NUCENG said:
Iodine-131 and cesium-137 have an intial ratio of about 8-1 per one of my prvious posts. Cesium is a metal. Iodine can form particulates or emege as a gas. Cesium is a metal and non-volatile so it would normally stay in the coolant and probably inside containment. Depending on the transport path the inital ratio at the point it is being meaured could be drastially different.
After a month the total actity of Iodine shoud have dropped by about a factor of 16. Your two graphs are just over a week apart or about one half life. The logarithm of 0.5 is -0.3. So the levels on the later graph should be about 1/3 of a decade lower. That looks about right to me.
The large majority (APPROX 95%) of iodine released from damaged fresh fuel will form CsI cesium iodide. This is a particulate wthat tends to form larger clumps as particle sizes increase it woll settle out as surface contamination. It is also very soluble in water, but will plate out if the water evaporates. If boiled smaller particles of CsI can be carried with the steam or water vapor. Seawater is slightly basic. However if the pH drops below 7 (acidic) the iodine will be re-evoved as gaseous I2 and would rapidly drop the proportion of Iodine. As long as the pH is basic the CsI will stay in solution.

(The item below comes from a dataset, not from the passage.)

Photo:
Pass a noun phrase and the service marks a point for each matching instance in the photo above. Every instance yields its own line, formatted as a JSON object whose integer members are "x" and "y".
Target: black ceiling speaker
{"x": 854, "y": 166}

For further info look up NUREG-1465.
Hope that is clear. The short answer is the graphs appear to be consistent with iodine decaying faster than the cesium. If iodine suddenly increased in air samples it could indicate reevolution of iodine gas, not recriticality.
Another good source of information is NUREG/CR-5732, Iodine Chemical Forms in LWR Severe Accidents
http://pbadupws.nrc.gov/docs/ML0037/ML003726825.pdf
However, I believe the interpretation of the activity data is made murky by the use of seawater (salt water) which complicates the chemical forms and their distribution. Use of seawater in the primary system was not forseen, and as far as I know, has not been analyzed.

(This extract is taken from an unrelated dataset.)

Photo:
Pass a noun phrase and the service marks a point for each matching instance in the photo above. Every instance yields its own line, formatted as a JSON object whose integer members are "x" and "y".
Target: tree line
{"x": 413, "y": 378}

Determining the quantity of failed fuel is difficult because of the use of seawater - probably higher corrosion of the fuel (which is consistent with an observation that the hydrogen generation is enhanced in the presence of seawater) and the uncertainty with respect to the water level in the cores during the period March 12 - present.

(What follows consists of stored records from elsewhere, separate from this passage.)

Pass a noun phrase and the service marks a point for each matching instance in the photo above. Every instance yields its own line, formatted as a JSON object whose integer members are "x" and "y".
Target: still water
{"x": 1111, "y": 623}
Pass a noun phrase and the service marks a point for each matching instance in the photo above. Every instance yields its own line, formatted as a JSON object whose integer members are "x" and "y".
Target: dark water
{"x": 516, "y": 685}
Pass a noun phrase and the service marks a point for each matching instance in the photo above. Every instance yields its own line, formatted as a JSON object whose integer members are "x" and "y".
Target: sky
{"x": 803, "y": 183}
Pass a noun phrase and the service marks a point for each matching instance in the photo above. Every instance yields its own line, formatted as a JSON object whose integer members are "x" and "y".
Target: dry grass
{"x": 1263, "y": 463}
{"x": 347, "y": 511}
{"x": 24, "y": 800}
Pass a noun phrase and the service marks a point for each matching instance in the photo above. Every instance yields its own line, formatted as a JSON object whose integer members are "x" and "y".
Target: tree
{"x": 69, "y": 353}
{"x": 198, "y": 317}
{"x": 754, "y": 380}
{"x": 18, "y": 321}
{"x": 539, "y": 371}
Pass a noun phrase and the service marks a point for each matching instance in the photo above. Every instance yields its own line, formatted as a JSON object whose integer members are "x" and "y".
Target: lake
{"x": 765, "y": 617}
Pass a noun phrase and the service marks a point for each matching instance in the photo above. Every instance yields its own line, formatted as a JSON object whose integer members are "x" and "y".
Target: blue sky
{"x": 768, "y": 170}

New breaches would change the ratios of nuclides present. Short half-lived radionuclides continually decay away, so the ratios of short-lived to long-lived isotopes should be decreasing.
Recriticality could be possible only if sufficient fuel was configured in some volume with water (moderated), but in the absence of competing neutron absorbers, e.g., B-10. An indication of recriticality would be a sudden increase in short-lived radioisotopes, e.g., Xe-138 and Xe-135 compared to Xe-133, or increases in I-132 and I-134 compared to I-131, 133, 135.
On the other, if the recriticality event lasts on the order of seconds or minutes, then the new inventory of short-lived fission products may not be very substantial, because the time is short and the power is low (the reactor would go critical from decay heat/power conditions).